Rory stared at him. “Well, you know, Commander. Just that it won’t be that hard. To deal with her. When — if it comes to it. Not like that apostate, you can tell he knows how to fight, so if we have to put him down — ”

“ _Enough_.” It came out louder than he intended. Cullen ignored the heads turning in their direction. “Let me make this perfectly clear,” he stated. “Whatever we were before, here and now we are all part of the Inquisition. If there is a man or woman among you who feels they cannot support the Herald, or any other person here as a member of the Inquisition, then they have no place here. If I hear any one of you speaking this way again, it will be the last time they do so as one of my soldiers. Is that understood?” His Templars saluted. “Ser Rory?”

The boy saluted. “Yes, Commander.”


	14. Chapter 14

Cullen made a point of seeking out the Herald the next morning. Early, before the party had set out for the Hinterlands.

He’d been awake for some time. It hadn’t been a bad night — he’d had worse — but it had been bad enough. At a certain point it was easier to get up than to try to force himself back to sleep, chasing some idea of rest. Besides, there was work to be done. There was always work to be done, even in the dim grey half-light before dawn, when most of Haven was still asleep.

He came across Cassandra, speaking with Leliana by the path out of Haven. She was attempting to whisper, but the Seeker’s voice had a quality that cut through all other sound. “One raven when we make camp.” Cassandra shifted her weight on the balls of her feet, radiating energy and impatience in spite of the dark circles under her eyes. “That is what we agreed.”

“And one when you break camp in the morning, and one at midday,” Leliana countered.

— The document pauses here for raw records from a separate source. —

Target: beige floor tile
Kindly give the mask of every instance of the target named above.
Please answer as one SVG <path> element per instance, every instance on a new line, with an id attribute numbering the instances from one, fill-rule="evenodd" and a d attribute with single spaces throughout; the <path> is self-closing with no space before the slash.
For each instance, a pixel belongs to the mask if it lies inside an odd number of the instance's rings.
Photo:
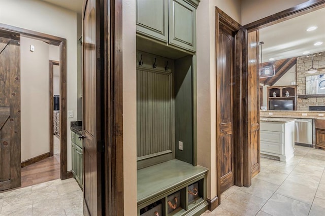
<path id="1" fill-rule="evenodd" d="M 281 185 L 284 179 L 288 176 L 287 174 L 281 173 L 274 170 L 271 170 L 267 168 L 262 169 L 261 172 L 254 177 L 261 180 L 264 180 L 276 185 Z"/>
<path id="2" fill-rule="evenodd" d="M 315 196 L 325 200 L 325 184 L 319 184 Z M 323 203 L 323 205 L 325 206 L 325 202 Z"/>
<path id="3" fill-rule="evenodd" d="M 28 205 L 23 207 L 13 210 L 12 211 L 0 213 L 0 216 L 29 216 L 32 215 L 33 212 L 32 205 Z"/>
<path id="4" fill-rule="evenodd" d="M 215 215 L 230 215 L 230 216 L 237 216 L 236 214 L 234 214 L 231 212 L 225 210 L 222 206 L 218 206 L 217 208 L 214 209 L 212 212 L 210 211 L 207 211 L 205 212 L 205 216 L 215 216 Z"/>
<path id="5" fill-rule="evenodd" d="M 271 215 L 271 214 L 269 214 L 267 213 L 265 213 L 264 211 L 258 211 L 258 212 L 256 214 L 256 216 L 270 216 Z"/>
<path id="6" fill-rule="evenodd" d="M 261 210 L 273 216 L 299 216 L 308 215 L 310 209 L 310 205 L 276 193 Z"/>
<path id="7" fill-rule="evenodd" d="M 323 216 L 325 214 L 325 200 L 315 197 L 311 206 L 310 216 Z"/>
<path id="8" fill-rule="evenodd" d="M 267 200 L 237 190 L 221 204 L 222 208 L 237 215 L 253 215 Z"/>
<path id="9" fill-rule="evenodd" d="M 287 161 L 286 163 L 289 165 L 296 166 L 300 162 L 303 158 L 304 158 L 303 156 L 295 155 L 293 158 Z"/>
<path id="10" fill-rule="evenodd" d="M 252 185 L 250 187 L 243 187 L 240 188 L 239 190 L 256 197 L 268 200 L 278 188 L 279 186 L 277 185 L 254 178 L 252 179 Z"/>
<path id="11" fill-rule="evenodd" d="M 19 208 L 31 205 L 32 201 L 29 198 L 31 193 L 31 192 L 28 192 L 26 193 L 26 195 L 20 194 L 20 196 L 11 196 L 5 198 L 1 213 L 13 211 Z"/>
<path id="12" fill-rule="evenodd" d="M 295 167 L 294 165 L 289 165 L 283 162 L 274 161 L 267 166 L 266 168 L 270 170 L 288 174 L 294 170 Z"/>
<path id="13" fill-rule="evenodd" d="M 311 205 L 317 187 L 312 185 L 305 184 L 304 183 L 303 184 L 298 184 L 286 179 L 276 193 Z"/>
<path id="14" fill-rule="evenodd" d="M 222 193 L 222 194 L 226 195 L 226 196 L 229 196 L 231 194 L 238 190 L 239 188 L 239 187 L 234 185 L 229 188 L 225 191 L 224 191 L 223 193 Z"/>
<path id="15" fill-rule="evenodd" d="M 59 198 L 59 194 L 55 186 L 32 191 L 29 196 L 33 204 L 37 203 L 45 199 L 53 200 Z"/>
<path id="16" fill-rule="evenodd" d="M 74 182 L 67 182 L 56 186 L 57 192 L 60 196 L 62 194 L 78 191 L 81 190 L 80 187 L 75 180 L 74 180 L 74 179 L 73 179 L 73 180 Z"/>

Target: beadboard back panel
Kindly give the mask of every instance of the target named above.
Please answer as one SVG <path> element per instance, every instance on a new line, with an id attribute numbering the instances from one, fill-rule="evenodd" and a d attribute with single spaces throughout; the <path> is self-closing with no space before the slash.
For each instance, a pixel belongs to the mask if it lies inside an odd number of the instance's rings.
<path id="1" fill-rule="evenodd" d="M 138 169 L 175 157 L 172 77 L 137 70 L 137 135 Z"/>

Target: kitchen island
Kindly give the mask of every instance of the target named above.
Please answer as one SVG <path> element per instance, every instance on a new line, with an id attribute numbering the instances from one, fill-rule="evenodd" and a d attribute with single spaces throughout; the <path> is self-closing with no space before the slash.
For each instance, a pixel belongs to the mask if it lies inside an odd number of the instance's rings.
<path id="1" fill-rule="evenodd" d="M 295 119 L 263 118 L 261 121 L 261 154 L 286 162 L 295 155 Z"/>

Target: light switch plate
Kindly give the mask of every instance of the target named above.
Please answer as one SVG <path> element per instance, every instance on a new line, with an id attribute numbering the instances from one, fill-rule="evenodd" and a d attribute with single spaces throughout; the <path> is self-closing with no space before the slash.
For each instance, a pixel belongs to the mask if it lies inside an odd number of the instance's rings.
<path id="1" fill-rule="evenodd" d="M 69 110 L 69 111 L 68 111 L 68 118 L 69 118 L 69 119 L 73 118 L 73 110 Z"/>
<path id="2" fill-rule="evenodd" d="M 178 141 L 178 150 L 183 151 L 183 142 Z"/>

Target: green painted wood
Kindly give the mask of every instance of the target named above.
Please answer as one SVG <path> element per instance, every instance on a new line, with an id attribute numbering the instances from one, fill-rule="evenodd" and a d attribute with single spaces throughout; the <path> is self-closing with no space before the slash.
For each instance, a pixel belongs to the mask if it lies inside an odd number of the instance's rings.
<path id="1" fill-rule="evenodd" d="M 175 158 L 193 163 L 192 56 L 175 61 Z M 183 142 L 183 150 L 178 142 Z"/>
<path id="2" fill-rule="evenodd" d="M 196 9 L 181 0 L 169 0 L 169 43 L 196 50 Z"/>
<path id="3" fill-rule="evenodd" d="M 137 88 L 139 169 L 173 158 L 172 75 L 138 68 Z"/>
<path id="4" fill-rule="evenodd" d="M 137 0 L 137 31 L 168 41 L 168 0 Z"/>
<path id="5" fill-rule="evenodd" d="M 206 176 L 208 169 L 174 159 L 138 170 L 138 205 L 161 199 Z M 149 203 L 148 203 L 149 204 Z"/>

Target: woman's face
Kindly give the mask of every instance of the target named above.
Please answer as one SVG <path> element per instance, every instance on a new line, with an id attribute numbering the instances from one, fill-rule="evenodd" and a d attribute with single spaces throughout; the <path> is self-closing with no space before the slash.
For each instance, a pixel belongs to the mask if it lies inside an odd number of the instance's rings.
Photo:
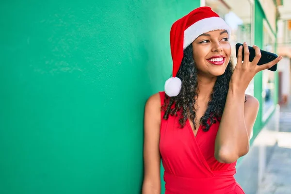
<path id="1" fill-rule="evenodd" d="M 226 31 L 217 30 L 203 33 L 193 42 L 192 47 L 199 74 L 213 77 L 224 73 L 231 54 Z"/>

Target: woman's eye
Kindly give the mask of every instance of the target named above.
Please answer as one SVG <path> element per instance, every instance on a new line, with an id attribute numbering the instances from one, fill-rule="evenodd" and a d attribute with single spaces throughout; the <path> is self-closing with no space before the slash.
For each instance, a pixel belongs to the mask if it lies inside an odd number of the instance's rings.
<path id="1" fill-rule="evenodd" d="M 208 42 L 209 42 L 209 40 L 203 40 L 203 41 L 200 42 L 200 43 L 207 43 Z"/>

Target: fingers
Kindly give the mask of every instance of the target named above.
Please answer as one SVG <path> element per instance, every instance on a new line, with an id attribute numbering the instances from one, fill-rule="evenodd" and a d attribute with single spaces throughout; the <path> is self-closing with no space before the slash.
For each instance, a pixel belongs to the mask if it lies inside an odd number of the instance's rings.
<path id="1" fill-rule="evenodd" d="M 240 46 L 238 52 L 238 64 L 242 64 L 242 46 Z"/>
<path id="2" fill-rule="evenodd" d="M 254 60 L 252 62 L 252 63 L 257 65 L 260 58 L 262 56 L 262 54 L 261 54 L 260 50 L 259 49 L 259 48 L 258 47 L 256 46 L 256 45 L 254 45 L 253 46 L 253 48 L 255 49 L 256 56 L 255 56 Z"/>
<path id="3" fill-rule="evenodd" d="M 243 49 L 244 50 L 244 56 L 243 58 L 243 62 L 248 62 L 250 58 L 250 51 L 248 49 L 248 46 L 246 42 L 243 43 Z"/>
<path id="4" fill-rule="evenodd" d="M 268 63 L 267 64 L 262 65 L 258 65 L 257 68 L 258 72 L 262 71 L 263 70 L 269 69 L 273 66 L 275 64 L 278 63 L 283 58 L 282 57 L 278 57 L 273 60 L 272 61 Z"/>

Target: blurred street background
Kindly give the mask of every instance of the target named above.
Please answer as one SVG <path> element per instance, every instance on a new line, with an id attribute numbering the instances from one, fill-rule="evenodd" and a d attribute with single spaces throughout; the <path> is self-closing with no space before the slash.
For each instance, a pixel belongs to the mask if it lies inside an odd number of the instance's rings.
<path id="1" fill-rule="evenodd" d="M 140 194 L 171 25 L 205 5 L 230 26 L 235 64 L 245 41 L 284 57 L 247 88 L 260 109 L 235 176 L 246 194 L 291 194 L 290 0 L 1 1 L 0 194 Z"/>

Her breath frosted in the air. “That is three, Cassandra. Argue all you like, but we —  _all_ of us — agreed on this.”

“Exactly how big of a flock are we going to be bringing with us?” Varric asked, voice rough with sleep. He was settled a few paces away, leaning up against the stone wall, yawning and bleary-eyed as he tinkered with his crossbow.

Leliana ignored him. “We need to know where you are, and that you are safe.” She lowered her voice and Cullen didn’t catch what she said next, but Cassandra looked to the Temple. She frowned, but muttered, “Very well, Leliana.”

“Morning, Curly.” Varric gave Cullen a tired nod before turning back to his crossbow. “You’re up bright and early. Here to see us off?”

“I am.” Cullen scanned the small group of people checking their packs, securing the raven cages, huddled together and stamping their feet to fight the cold. He didn’t see the Herald. Nor Solas, either, but that was to be expected. The apostate took himself off often at odd times. Usually whenever someone was looking for him. He would disappear into the woods or down the overgrown paths around Haven, returning only when everyone had given up the search. He appeared to make a point of passing through the soldiers’ tents on his return. Always with a nod to Cullen and a civil word to the Templars as he headed to the gates, silent as a shadow.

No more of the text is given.